One of the famed group of TV directors—along with John Frankenheimer, George Roy Hill, Sidney Lumet, and Robert Mulligan—which began on theatrical showcases like Playhouse 90, Penn would also work on Broadway, winning a Tony in 1960 for his direction of The Miracle Worker, a play he had already directed on television in 1957 and would go on to be nominated for when he directed the 1962 film version as well. Unlike the other luminaries above, though, he wouldn't really make his mark in movies until the late sixties, with Bonnie and Clyde.

It is with Bonnie and Clyde that he would fuse elements he had mastered in previous films—the powerful directorial command over performances of The Miracle Worker (1962), the French New Wave-accented aesthetic of Mickey One (1965), and the zeitgeist-influenced storytelling of The Chase (1966)—to forge a coherent and powerful movie which broke new ground in its depiction of sex and violence in American film. Once it did that, there was no turning back.

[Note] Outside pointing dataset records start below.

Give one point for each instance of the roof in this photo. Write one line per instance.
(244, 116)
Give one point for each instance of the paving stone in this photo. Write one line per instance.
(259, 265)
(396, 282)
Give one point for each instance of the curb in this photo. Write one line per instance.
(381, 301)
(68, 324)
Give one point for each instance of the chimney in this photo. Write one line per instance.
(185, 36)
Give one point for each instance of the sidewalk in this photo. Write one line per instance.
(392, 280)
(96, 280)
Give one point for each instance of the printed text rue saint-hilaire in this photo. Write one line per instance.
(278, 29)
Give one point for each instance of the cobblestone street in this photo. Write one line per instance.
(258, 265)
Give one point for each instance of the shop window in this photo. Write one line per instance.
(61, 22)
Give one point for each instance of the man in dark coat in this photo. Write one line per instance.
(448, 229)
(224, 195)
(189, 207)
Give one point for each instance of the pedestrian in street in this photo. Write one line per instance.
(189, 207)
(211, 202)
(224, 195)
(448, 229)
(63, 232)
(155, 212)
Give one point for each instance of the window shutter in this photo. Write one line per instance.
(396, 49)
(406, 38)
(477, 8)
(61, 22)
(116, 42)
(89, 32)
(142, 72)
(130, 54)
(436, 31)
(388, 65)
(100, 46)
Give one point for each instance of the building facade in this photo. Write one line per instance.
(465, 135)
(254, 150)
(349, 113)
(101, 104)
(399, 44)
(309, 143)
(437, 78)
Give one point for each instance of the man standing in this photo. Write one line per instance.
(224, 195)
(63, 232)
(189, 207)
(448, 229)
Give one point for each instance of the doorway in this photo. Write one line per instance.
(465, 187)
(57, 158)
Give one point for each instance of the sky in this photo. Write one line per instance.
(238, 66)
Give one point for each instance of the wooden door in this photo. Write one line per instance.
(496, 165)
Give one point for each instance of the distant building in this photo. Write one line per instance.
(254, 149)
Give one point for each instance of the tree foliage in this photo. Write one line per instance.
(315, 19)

The significance of this film understandably overshadows his later ones, some of which I prefer over Bonnie and Clyde (a film I still enjoy). Little Big Man (1970) is one of the earliest revisionist westerns which sympathizes with the plight of the dislocated Native Americans through the eyes of a young white man (Dustin Hoffman) adopted by the Cheyenne. And Night Moves (1975) is my favorite, a paranoid and downbeat detective thriller which reunited Penn with his Clyde star, Gene Hackman. It is probably his last truly great film, and Penn would go on to direct not many more.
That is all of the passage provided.